While not AI-specific, the Robot Operating System has gained widespread adoption in the robotics communities, which has, in turn, enabled machine learning and AI capabilities to be used in robotics and autonomous implementations without the use of any licensed software.
Similarly, there has been a major open source push for predictive analytics and data science. Open source tools include H2O, Apache Mahout, Apache Spark and Hadoop for big data analytics enabled with machine learning capabilities through Apache Spark MLlib. In addition to these popular systems, there are a couple of automated machine learning tools that are slowly gaining traction, including TPOT and AutoSklearn.
In much the same way that Red Hat pioneered commercial enterprise support and add-ons for the open source Linux operating system, so too are AI and big data companies such as Cloudera, Databricks and H2O.ai providing commercial, enterprise support and add-ons for open source AI software tools.
Whither commercial enterprise licensed software for AI?
Open source tools appear to be more popular than some of the commercially available alternatives. Certainly the momentum, traction and movement toward open source tools for AI show no signs of relenting. Despite this trend, enterprises, researchers and government organizations are still heavily invested in commercial tools such as SAS and Matlab, which are both known for their popularity for analytics, data science and machine learning applications.
These commercial, licensed tools have widespread adoption and communities that have invested heavily in them. Likewise, they have built a considerable ecosystem or supporting tools and applications that depend on their underlying functionality. As such, despite open source's continued strength and growth in AI and machine learning, commercial tools continue to grow, as well.
While one of the main drawbacks with commercial tools is their cost and licensing restrictions, large organizations are often cautious in using open source tools in critical environments or when the tools might need to be used in more restrictive settings. In these settings, developers are prone to worrying about the ways they are legally allowed to use open source tools, whereas commercial offerings might have more explicit licensing terms.

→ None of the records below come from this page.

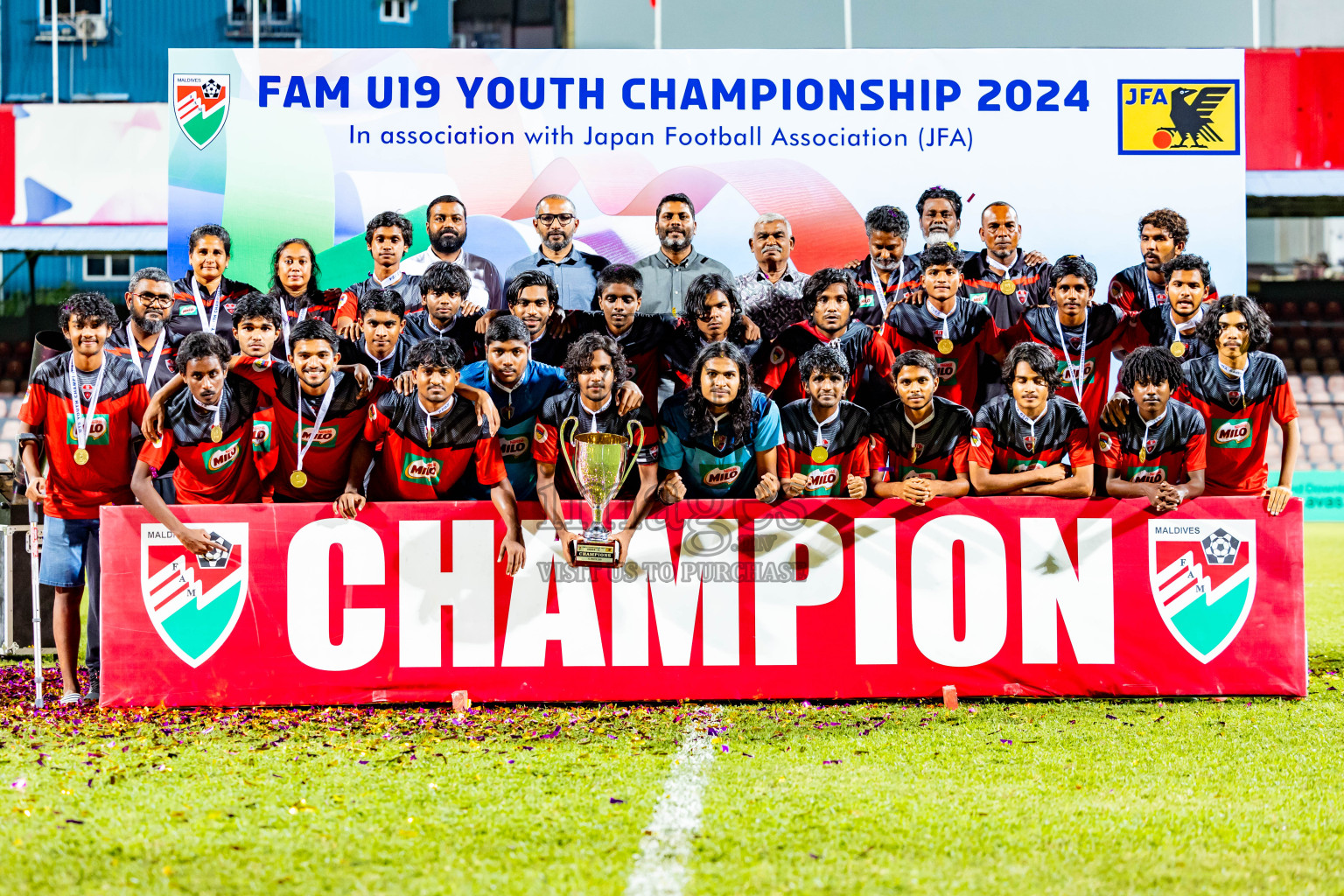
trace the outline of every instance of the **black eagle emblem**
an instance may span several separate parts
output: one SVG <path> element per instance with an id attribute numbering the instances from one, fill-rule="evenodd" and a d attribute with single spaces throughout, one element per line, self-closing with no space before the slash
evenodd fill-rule
<path id="1" fill-rule="evenodd" d="M 1173 137 L 1180 137 L 1180 142 L 1175 144 L 1172 149 L 1180 149 L 1185 146 L 1187 149 L 1207 149 L 1208 144 L 1199 142 L 1202 138 L 1212 141 L 1215 144 L 1223 142 L 1223 138 L 1214 130 L 1214 110 L 1218 109 L 1218 103 L 1223 102 L 1223 97 L 1231 93 L 1231 87 L 1227 85 L 1202 87 L 1196 94 L 1191 87 L 1176 87 L 1172 90 L 1172 126 L 1159 128 L 1159 132 L 1165 130 Z M 1195 97 L 1193 102 L 1188 97 Z"/>

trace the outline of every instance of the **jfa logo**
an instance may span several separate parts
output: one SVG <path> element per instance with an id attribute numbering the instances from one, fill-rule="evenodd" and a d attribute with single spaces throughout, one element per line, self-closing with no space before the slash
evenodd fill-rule
<path id="1" fill-rule="evenodd" d="M 1149 583 L 1180 646 L 1208 662 L 1242 630 L 1255 599 L 1255 521 L 1148 523 Z"/>
<path id="2" fill-rule="evenodd" d="M 1120 81 L 1118 85 L 1120 154 L 1241 154 L 1241 81 Z"/>
<path id="3" fill-rule="evenodd" d="M 204 149 L 228 118 L 228 75 L 173 75 L 177 126 L 196 149 Z"/>
<path id="4" fill-rule="evenodd" d="M 247 524 L 206 527 L 223 551 L 187 551 L 167 527 L 140 527 L 140 591 L 168 649 L 192 669 L 224 643 L 247 599 Z"/>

Commercial tools vendors also like to press the idea that they are more secure by offering security updates and technical support. However, increasingly, companies are emerging to offer similar benefits for open source tools. While there is no doubt the surge in interest in AI and machine learning is driving adoption of both open source and commercial offerings, commercial vendors can no longer rely on an entrenched customer base to secure their future.
Artificial intelligence continues to show tremendous growth. Because open source tools offer a way for organizations to quickly and easily get started with AI, as well as move their systems to large-scale production, there is no doubt open source AI software will continue to show remarkable growth.